Ontological Coaching: The Practice of Being

Leadership is never just about strategy. It’s about presence. It’s about relationships. It’s about how we show up in the moments that matter—when the stakes are high, when complexity is unavoidable, when the path forward requires something beyond expertise.

Ontological coaching—the practice of coaching through the lens of being—asks us to move beyond technical solutions and into the realm of deep transformation. It is not about skills alone. It is about who we are as we lead, teach, create, and shape the world around us.

This is the kind of coaching I offer: work that moves beneath the surface, that challenges leaders to step into the depth of their practice, that refuses easy answers in favor of something more profound.

Leadership as an Ontological Practice

Ontology is the study of being. It asks: What is real? What is essential? As a coaching framework, it brings us back to the foundation of leadership—not as a role, but as a way of being in the world.

  • Do we see leadership as a position, or as an evolving practice?

  • Do we cultivate environments where learning is transactional, or where people are in continuous, generative inquiry?

  • Do we believe transformation happens through compliance, or through a commitment to deeper presence and purpose?

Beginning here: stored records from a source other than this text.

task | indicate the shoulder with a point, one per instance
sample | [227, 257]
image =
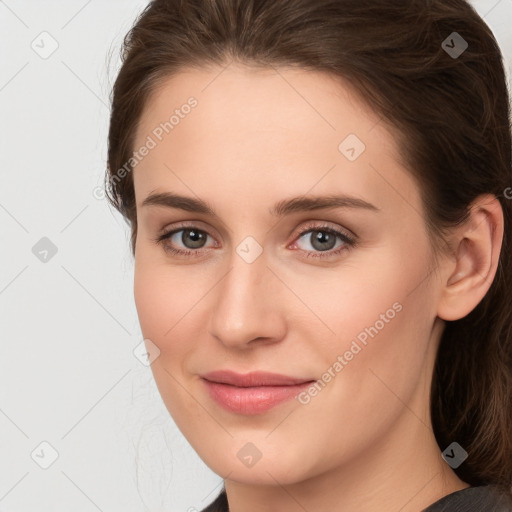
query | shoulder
[474, 499]
[220, 504]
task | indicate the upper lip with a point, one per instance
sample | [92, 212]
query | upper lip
[257, 378]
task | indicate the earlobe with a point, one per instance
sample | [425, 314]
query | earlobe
[478, 245]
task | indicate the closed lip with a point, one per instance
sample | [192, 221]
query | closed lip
[253, 379]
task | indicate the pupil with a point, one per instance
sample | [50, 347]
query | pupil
[323, 241]
[195, 238]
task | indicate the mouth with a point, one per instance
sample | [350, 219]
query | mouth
[252, 393]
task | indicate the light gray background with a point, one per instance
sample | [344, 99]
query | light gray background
[68, 375]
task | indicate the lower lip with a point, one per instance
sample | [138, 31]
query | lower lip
[253, 400]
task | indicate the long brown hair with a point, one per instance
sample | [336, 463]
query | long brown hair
[449, 107]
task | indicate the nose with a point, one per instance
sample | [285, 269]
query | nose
[248, 305]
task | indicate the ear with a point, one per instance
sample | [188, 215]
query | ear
[469, 275]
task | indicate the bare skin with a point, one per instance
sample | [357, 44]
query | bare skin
[255, 138]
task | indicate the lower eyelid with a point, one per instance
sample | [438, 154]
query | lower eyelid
[347, 241]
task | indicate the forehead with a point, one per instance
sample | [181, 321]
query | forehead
[259, 128]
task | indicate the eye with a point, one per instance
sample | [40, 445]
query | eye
[323, 241]
[183, 241]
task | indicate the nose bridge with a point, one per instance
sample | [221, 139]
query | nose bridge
[244, 309]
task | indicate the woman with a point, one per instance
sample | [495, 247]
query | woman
[319, 200]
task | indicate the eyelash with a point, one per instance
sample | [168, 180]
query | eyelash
[348, 241]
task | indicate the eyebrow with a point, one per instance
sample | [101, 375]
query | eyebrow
[280, 209]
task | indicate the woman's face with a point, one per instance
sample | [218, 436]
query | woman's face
[303, 251]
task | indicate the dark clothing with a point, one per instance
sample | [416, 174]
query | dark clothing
[472, 499]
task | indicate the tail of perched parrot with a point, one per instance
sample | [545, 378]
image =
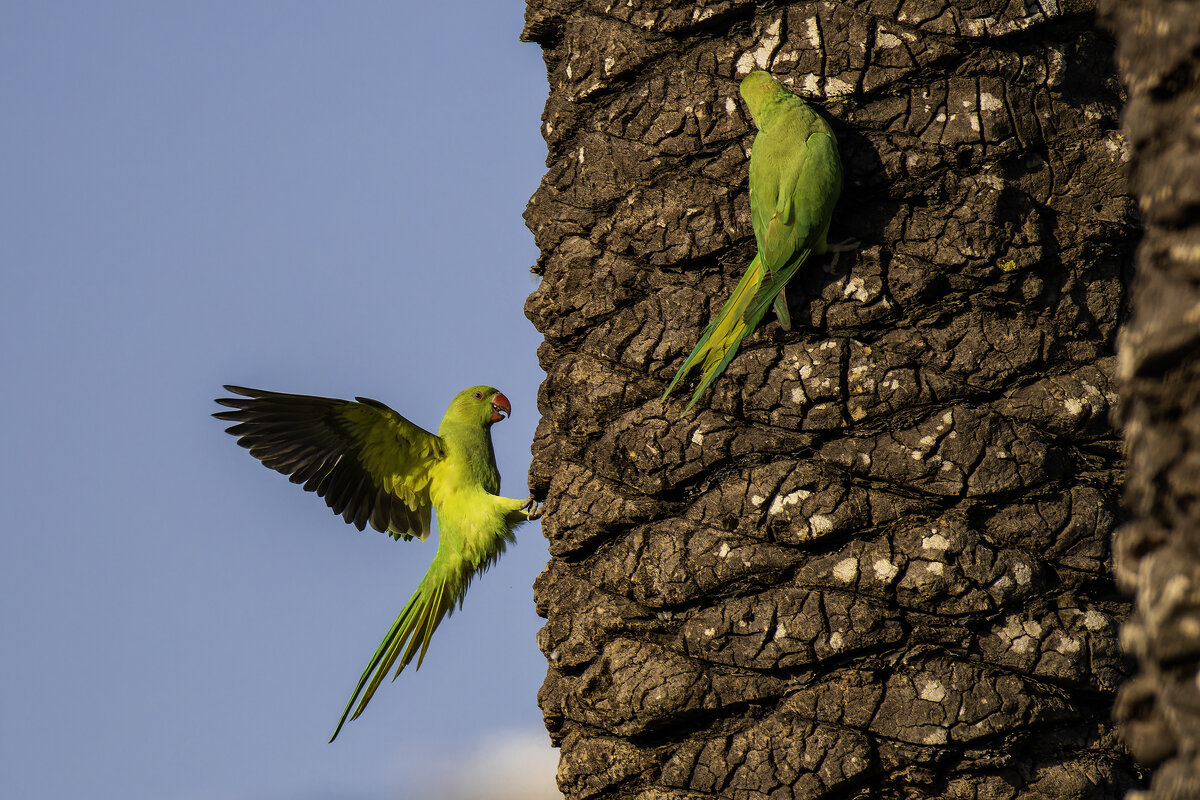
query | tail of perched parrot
[739, 316]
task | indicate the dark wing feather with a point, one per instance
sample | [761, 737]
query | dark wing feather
[370, 463]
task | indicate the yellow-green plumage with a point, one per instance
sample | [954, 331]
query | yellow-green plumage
[795, 182]
[375, 467]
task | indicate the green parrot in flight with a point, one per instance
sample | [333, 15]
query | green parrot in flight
[795, 182]
[375, 467]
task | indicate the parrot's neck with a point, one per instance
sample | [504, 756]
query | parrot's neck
[471, 446]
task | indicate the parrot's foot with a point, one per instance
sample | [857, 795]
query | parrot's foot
[838, 248]
[533, 509]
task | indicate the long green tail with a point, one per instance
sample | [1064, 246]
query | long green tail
[723, 336]
[414, 626]
[739, 316]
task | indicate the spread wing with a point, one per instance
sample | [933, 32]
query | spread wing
[371, 464]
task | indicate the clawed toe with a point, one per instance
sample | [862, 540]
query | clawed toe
[533, 509]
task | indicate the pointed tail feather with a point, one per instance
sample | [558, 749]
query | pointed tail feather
[723, 336]
[414, 627]
[769, 290]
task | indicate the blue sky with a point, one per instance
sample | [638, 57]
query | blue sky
[322, 198]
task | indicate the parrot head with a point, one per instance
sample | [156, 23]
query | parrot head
[483, 403]
[756, 89]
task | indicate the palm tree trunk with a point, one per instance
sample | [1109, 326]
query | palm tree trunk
[874, 560]
[1158, 549]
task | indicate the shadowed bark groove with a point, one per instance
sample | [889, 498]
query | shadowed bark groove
[874, 560]
[1158, 552]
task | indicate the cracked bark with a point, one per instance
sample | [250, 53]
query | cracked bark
[874, 560]
[1157, 552]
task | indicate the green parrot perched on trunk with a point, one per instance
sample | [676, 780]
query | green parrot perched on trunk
[795, 182]
[375, 467]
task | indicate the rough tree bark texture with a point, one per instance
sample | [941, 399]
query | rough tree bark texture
[874, 561]
[1158, 552]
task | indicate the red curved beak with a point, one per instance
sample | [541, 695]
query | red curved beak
[501, 408]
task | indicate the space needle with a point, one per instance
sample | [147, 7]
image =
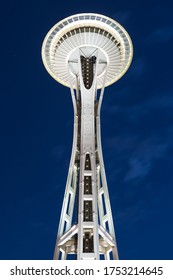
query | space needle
[86, 52]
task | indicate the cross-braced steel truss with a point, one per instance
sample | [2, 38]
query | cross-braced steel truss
[92, 235]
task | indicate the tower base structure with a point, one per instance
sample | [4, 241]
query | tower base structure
[86, 52]
[93, 234]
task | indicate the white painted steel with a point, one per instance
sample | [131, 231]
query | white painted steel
[87, 35]
[87, 31]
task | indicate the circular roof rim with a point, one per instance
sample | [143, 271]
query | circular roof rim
[87, 14]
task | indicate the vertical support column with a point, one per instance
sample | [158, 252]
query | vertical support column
[88, 238]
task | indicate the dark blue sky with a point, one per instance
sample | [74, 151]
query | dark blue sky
[37, 125]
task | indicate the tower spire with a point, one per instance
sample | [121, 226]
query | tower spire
[87, 52]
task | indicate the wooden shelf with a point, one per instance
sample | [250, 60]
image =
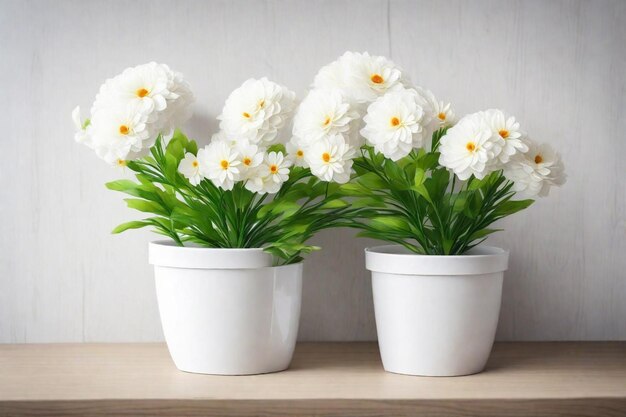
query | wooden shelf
[325, 379]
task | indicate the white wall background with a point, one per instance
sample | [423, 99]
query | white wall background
[559, 66]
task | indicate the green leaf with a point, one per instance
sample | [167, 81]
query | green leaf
[421, 190]
[509, 207]
[351, 189]
[137, 224]
[121, 185]
[278, 147]
[482, 233]
[146, 206]
[394, 172]
[420, 177]
[334, 204]
[473, 205]
[437, 184]
[372, 181]
[192, 147]
[368, 202]
[390, 222]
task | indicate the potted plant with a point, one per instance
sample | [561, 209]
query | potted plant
[432, 188]
[236, 213]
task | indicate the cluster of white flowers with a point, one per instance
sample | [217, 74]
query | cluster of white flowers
[491, 140]
[250, 121]
[361, 97]
[132, 109]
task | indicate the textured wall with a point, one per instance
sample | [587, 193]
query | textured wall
[560, 67]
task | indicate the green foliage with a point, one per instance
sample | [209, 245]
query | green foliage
[211, 217]
[417, 203]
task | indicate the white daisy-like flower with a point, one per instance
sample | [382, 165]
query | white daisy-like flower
[470, 147]
[509, 130]
[250, 155]
[220, 163]
[393, 124]
[160, 96]
[146, 85]
[296, 153]
[118, 131]
[440, 113]
[330, 159]
[190, 167]
[82, 133]
[179, 108]
[257, 110]
[360, 76]
[270, 175]
[322, 113]
[536, 171]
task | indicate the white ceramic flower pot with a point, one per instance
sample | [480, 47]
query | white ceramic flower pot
[436, 315]
[226, 311]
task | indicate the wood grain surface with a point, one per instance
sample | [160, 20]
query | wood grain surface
[325, 379]
[559, 66]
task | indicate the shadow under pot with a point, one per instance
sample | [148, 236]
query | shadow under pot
[226, 311]
[436, 315]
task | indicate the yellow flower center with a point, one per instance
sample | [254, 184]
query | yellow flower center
[377, 79]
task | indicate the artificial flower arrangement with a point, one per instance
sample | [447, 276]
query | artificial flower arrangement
[240, 191]
[432, 185]
[368, 150]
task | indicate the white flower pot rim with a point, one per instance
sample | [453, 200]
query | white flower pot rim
[167, 253]
[396, 259]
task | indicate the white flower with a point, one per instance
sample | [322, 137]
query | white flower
[190, 168]
[118, 131]
[296, 153]
[439, 113]
[146, 85]
[257, 110]
[270, 175]
[220, 163]
[393, 124]
[470, 147]
[250, 156]
[178, 109]
[360, 76]
[82, 134]
[534, 172]
[322, 113]
[330, 159]
[158, 98]
[508, 129]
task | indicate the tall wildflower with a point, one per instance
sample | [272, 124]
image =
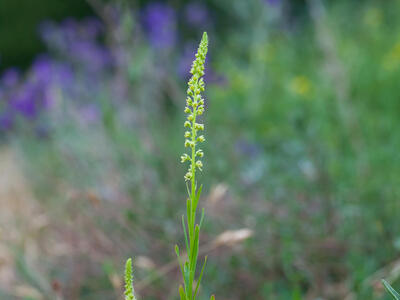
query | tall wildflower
[193, 137]
[129, 295]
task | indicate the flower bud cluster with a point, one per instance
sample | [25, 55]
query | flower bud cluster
[195, 107]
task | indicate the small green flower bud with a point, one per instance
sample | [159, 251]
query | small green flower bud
[201, 139]
[199, 153]
[188, 176]
[199, 164]
[198, 126]
[187, 143]
[184, 158]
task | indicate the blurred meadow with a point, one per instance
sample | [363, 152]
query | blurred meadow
[301, 170]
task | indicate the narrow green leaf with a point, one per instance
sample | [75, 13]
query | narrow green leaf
[201, 218]
[185, 233]
[200, 277]
[182, 293]
[391, 290]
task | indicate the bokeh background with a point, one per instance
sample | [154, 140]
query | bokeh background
[302, 163]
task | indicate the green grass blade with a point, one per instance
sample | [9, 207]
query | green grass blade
[200, 277]
[391, 290]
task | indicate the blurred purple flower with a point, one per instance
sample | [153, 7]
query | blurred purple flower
[78, 42]
[273, 2]
[89, 113]
[159, 21]
[93, 57]
[41, 70]
[6, 121]
[10, 77]
[196, 14]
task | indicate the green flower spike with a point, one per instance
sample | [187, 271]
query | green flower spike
[129, 293]
[194, 108]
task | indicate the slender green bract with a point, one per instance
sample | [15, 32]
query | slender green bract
[194, 108]
[129, 294]
[391, 290]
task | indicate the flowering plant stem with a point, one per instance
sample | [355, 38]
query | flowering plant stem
[194, 108]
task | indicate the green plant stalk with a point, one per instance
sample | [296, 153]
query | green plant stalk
[194, 108]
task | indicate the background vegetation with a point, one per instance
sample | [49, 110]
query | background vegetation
[301, 180]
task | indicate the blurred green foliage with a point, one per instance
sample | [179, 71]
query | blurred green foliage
[302, 149]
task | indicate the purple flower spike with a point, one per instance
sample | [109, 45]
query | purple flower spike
[159, 21]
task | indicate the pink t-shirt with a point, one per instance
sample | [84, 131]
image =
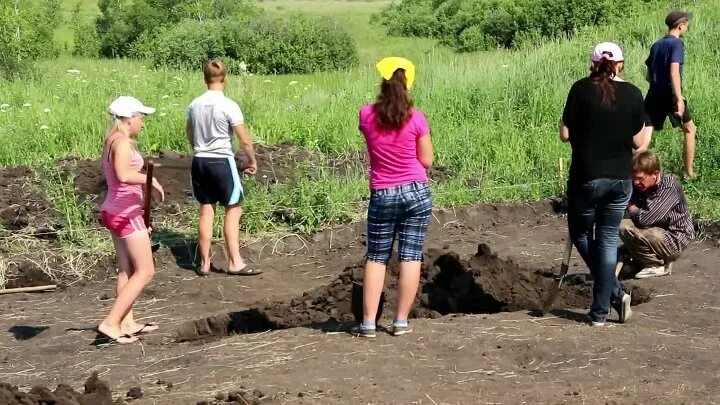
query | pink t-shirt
[393, 154]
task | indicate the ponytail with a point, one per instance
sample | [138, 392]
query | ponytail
[603, 73]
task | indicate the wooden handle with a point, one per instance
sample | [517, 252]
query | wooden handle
[28, 289]
[148, 193]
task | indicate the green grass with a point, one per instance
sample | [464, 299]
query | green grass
[494, 115]
[64, 33]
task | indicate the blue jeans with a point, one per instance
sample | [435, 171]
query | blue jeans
[595, 210]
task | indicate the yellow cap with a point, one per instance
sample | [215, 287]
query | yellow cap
[388, 66]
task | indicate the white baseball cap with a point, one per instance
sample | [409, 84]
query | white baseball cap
[607, 50]
[126, 106]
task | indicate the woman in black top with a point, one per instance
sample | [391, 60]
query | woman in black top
[603, 120]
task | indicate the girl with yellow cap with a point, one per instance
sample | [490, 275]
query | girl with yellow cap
[400, 151]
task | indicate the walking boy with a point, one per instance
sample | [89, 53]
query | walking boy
[665, 96]
[212, 120]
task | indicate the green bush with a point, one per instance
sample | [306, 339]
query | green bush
[26, 32]
[85, 40]
[471, 25]
[122, 22]
[289, 44]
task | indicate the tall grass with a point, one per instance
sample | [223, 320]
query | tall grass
[494, 115]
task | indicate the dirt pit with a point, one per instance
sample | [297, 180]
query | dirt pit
[482, 283]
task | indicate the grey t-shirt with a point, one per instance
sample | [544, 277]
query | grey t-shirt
[213, 117]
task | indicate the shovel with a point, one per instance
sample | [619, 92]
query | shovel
[563, 272]
[154, 246]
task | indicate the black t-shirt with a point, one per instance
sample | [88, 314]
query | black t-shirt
[601, 135]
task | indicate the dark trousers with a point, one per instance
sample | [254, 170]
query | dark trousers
[595, 209]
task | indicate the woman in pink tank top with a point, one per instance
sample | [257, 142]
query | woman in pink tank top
[400, 151]
[122, 216]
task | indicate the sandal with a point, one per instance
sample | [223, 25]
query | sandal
[200, 272]
[146, 328]
[111, 340]
[245, 271]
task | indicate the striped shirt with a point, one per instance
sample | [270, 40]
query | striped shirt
[664, 206]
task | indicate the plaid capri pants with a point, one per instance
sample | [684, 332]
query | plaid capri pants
[402, 211]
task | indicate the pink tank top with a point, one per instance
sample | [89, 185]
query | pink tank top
[122, 199]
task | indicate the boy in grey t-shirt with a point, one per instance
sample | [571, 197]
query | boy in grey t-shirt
[212, 119]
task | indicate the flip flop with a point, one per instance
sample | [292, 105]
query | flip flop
[200, 273]
[146, 328]
[116, 340]
[245, 271]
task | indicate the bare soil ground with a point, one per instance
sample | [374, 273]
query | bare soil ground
[667, 353]
[281, 337]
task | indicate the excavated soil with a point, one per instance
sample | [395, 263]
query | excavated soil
[21, 203]
[97, 392]
[482, 283]
[28, 274]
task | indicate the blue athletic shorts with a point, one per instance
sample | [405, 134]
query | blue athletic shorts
[216, 181]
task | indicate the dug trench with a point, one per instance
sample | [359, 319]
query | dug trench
[481, 284]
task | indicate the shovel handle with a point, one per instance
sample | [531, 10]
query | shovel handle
[148, 193]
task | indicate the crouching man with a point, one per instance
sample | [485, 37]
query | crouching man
[660, 227]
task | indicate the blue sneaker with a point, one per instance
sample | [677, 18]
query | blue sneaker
[401, 329]
[623, 308]
[363, 331]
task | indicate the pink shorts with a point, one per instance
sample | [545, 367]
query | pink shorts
[122, 227]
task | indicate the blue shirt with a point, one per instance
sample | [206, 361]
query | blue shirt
[666, 50]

Ontological coaching is not about fixing behaviors. It’s about shifting how we exist in our work, how we navigate complexity, how we cultivate trust, and how we create the conditions where real impact can unfold.

The Role of Love in Leadership

In 2014 I led a US Department of Education Grant through Alameda County Office of Education. In working with teachers, I established a framework for our set of coaches to embark on. It was simple. I explained to funders and education leaders that our coaching model was “love.” Love is about integrity. It is about the unseen but deeply felt dimensions of leadership: what we center, what we cultivate, and what we make possible through our presence.

Love—when applied rigorously—is a methodology, not a sentiment. It is the choice to build organizations and communities where people thrive, not just function. It is the ability to name what is real, hold space for disruption and possibility, and move with clarity through uncertainty.

The coaching I offer does not hand leaders a checklist of solutions. It asks them to step into inquiry. Who are you in this work? What are you truly committed to? How do you move in alignment with your deepest values—not just in theory, but in action?

This is not surface-level leadership training. It is work that requires vulnerability, disruption, and a willingness to rethink deeply held assumptions.

Critical Connections, Not Critical Mass

Grace Lee Boggs reminds us:

“We never know how our small activities will affect others through the invisible fabric of our connectedness. In this exquisitely connected world, it’s never a question of ‘critical mass.’ It’s always about critical connections.”

Leadership is not about amassing influence. It is about creating the conditions for deep, meaningful shifts—ones that are relational, ones that are lasting.

The impact of ontological coaching does not come from a model imposed from above. It happens in the ways people shift internally, in how they move through complexity with greater clarity and intention, in how they build environments where transformation is not forced, but inevitable.

This kind of leadership is not about scale. It is about depth. It is about investing in ways of being that make transformation sustainable.

Leading as an Act of World-Building

Leaders, at their core, are world-builders. Whether in education, the arts, politics, or movement work, the choices we make shape the conditions for what is possible.

Ontological coaching supports leaders in stepping fully into that creative role—not through control, but through presence. Not through exertion, but through clarity.

I’ve seen it happen over and over again:

  • The executive who shifts from reactive decision-making to a deeply intentional presence that transforms their organization’s culture.

  • The educator who moves from rigid, transactional teaching into relational, liberatory learning spaces.

  • The creative leader who stops following external expectations and begins making the work that only they can make.

This is what ontological coaching makes possible. A reorientation toward what matters most. A practice of leading from a place of clarity, integrity, and imagination.

This Work is Not Neutral

This kind of coaching is not neutral. It requires a fundamental choice—to lead with depth, to move beyond surface solutions, to engage with complexity instead of avoiding it.

It asks us to show up. To reimagine. To commit to something deeper than technical fixes.

It asks us to choose love—not as an abstraction, but as a discipline.

Because leadership is not just about managing systems. It is about shaping the world.

And the world we shape begins with who we choose to be.